Band:
Leonel Silva - vocals
Alexandre Santos - guitars, bass & fx
Sérgio Faria - guitars
João Colaço - drums
Nelson Raposo - piano
Discography:
Scar for Life (2008)
It Fades Away (2010)
Guests:
Anne Vitorino d’Almeida - violin
Kari Vähäkuopus - vocals
Ged Ryland - keyboards
Dinho - Screams and growls
Jane Castro - backing vocals
Info:
Drums recorded at 'TchaTchaTcha Estúdios' by Joel Conde
Guitars, bass, vocals, pianos & violins recorded at Pressplay
Music by Alexandre Santos
Lyrics by Leonel Silva except track 02
Artwork by Alina Śliwińska
Production, mix & master by Alexandre Santos
Released 10/9-2012
Reviewed 15/8-2012
First of all to try and describe this album’s musical intricacies and variations is like trying to build a log cabin using only gravel, almost impossible and at least you need to invent something completely new to succeed so it is not doable as it is. Diverse is a word one can use. Melodic, rock, metal, growls, piano, strings, guest musicians, screams, dark, light, moody, soft, beautiful, aggressive, doomy, great voice are some of the other words that would probably feature if I were to try and describe it. The new singer is as far as I can tell a perfect fit for this band and the music that they play, he manages to carry the songs really well, and just for shows they have some help screaming and growling and also from the singer of Catamenia to be a guest of honour on one of the tracks. The sound is excellent and keeps this album together despite the enormous variation seen over the near one hour that it goes on before the instrumental track that ends it fades away. Lets just say that if it was a journey it would be one through all kinds of environments, I even saw a polar bear along the way today.

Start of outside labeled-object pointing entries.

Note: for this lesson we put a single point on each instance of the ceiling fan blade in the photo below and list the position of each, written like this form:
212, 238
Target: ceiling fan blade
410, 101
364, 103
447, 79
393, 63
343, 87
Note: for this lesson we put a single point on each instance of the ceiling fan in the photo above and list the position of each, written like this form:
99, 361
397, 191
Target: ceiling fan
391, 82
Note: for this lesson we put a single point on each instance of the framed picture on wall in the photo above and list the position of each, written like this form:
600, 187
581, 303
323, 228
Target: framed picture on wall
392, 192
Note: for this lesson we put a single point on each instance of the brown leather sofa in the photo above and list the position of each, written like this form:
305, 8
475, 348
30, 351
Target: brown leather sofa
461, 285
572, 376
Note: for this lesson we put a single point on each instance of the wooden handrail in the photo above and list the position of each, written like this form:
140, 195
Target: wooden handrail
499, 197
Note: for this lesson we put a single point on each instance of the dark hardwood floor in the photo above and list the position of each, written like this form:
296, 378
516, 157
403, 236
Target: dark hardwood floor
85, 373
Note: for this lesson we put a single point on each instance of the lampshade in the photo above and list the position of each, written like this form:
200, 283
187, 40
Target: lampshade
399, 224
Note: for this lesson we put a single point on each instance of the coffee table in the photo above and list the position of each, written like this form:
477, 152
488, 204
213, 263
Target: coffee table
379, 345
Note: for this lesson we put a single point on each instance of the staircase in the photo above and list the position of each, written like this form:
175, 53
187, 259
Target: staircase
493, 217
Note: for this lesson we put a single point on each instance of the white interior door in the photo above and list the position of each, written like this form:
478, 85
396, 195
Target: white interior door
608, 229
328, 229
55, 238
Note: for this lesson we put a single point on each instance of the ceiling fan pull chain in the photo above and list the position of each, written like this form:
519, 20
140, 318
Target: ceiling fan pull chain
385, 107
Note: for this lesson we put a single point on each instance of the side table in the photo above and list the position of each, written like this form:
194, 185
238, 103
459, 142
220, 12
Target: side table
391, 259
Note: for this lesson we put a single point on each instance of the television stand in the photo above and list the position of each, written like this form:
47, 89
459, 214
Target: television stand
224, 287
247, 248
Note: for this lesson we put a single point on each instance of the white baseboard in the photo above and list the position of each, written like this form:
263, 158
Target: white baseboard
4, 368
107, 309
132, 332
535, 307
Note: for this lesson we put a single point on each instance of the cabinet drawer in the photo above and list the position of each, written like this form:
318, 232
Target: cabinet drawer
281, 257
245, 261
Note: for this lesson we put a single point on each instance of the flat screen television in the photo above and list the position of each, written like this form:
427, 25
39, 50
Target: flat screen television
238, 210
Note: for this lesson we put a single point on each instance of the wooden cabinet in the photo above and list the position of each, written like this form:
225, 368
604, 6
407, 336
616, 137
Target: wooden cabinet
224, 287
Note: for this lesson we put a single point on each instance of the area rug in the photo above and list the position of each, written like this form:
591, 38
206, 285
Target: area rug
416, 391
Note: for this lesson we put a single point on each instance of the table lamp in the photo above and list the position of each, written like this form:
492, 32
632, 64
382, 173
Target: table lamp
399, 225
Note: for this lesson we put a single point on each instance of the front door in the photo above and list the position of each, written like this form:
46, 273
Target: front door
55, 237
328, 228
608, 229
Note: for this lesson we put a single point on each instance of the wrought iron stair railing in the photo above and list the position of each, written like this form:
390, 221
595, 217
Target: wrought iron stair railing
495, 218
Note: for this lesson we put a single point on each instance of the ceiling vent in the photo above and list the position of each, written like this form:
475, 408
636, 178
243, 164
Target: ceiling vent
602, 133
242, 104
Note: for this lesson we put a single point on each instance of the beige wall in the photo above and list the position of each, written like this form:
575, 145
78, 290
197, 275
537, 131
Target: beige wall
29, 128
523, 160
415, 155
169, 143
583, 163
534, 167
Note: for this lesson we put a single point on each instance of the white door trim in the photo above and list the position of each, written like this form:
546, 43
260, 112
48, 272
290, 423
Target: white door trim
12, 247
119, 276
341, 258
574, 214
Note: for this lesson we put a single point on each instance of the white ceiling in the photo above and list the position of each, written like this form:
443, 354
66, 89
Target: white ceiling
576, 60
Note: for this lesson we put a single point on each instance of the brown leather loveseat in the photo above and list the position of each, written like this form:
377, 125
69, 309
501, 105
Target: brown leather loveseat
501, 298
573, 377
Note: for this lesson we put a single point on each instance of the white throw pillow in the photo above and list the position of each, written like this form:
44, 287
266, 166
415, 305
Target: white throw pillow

This album has been very well reviewed so far, although most was in gibberish coming to language so I didn’t really understand them but there was one in English and that was excellent as well. It may not really deserve the full marks like ten of ten that some reviewer(s) awarded it but it surely deserves a high rating as it is a great album, so much passion and emotion from the singer, so complex and varied to go through and in the end you leave feeling that you have heard something really fine. The songs are all good and range from beautiful and soft to aggressive and growly, best are they in the mid tempo songs that aren’t that powerful, like the title track which I love and Old Man is another one that leaves a big impression. But they are all quite good I would conclude now after having played through this album well over a dozen times.
The only little weakness, and that is a small one comparable to a dwarf next to the the Taipei 101, is that it feels a bit like a long album towards the end. I think the instrumental ending is good but they should have ditched the first and eleventh track to make it a bit more compact. But as I said it is a tiny problem to be honest, and it is not even close to those albums where you start deleting songs in the iTunes to make the album bearable.
So, the journey through this album is an exciting one and when it is done you can just sit back and relax and take it all over again, until you are an old man (or woman just to keep the feminists happy despite it ruining the wordplay).
Bottom line: it is worth looking into this album as it is great.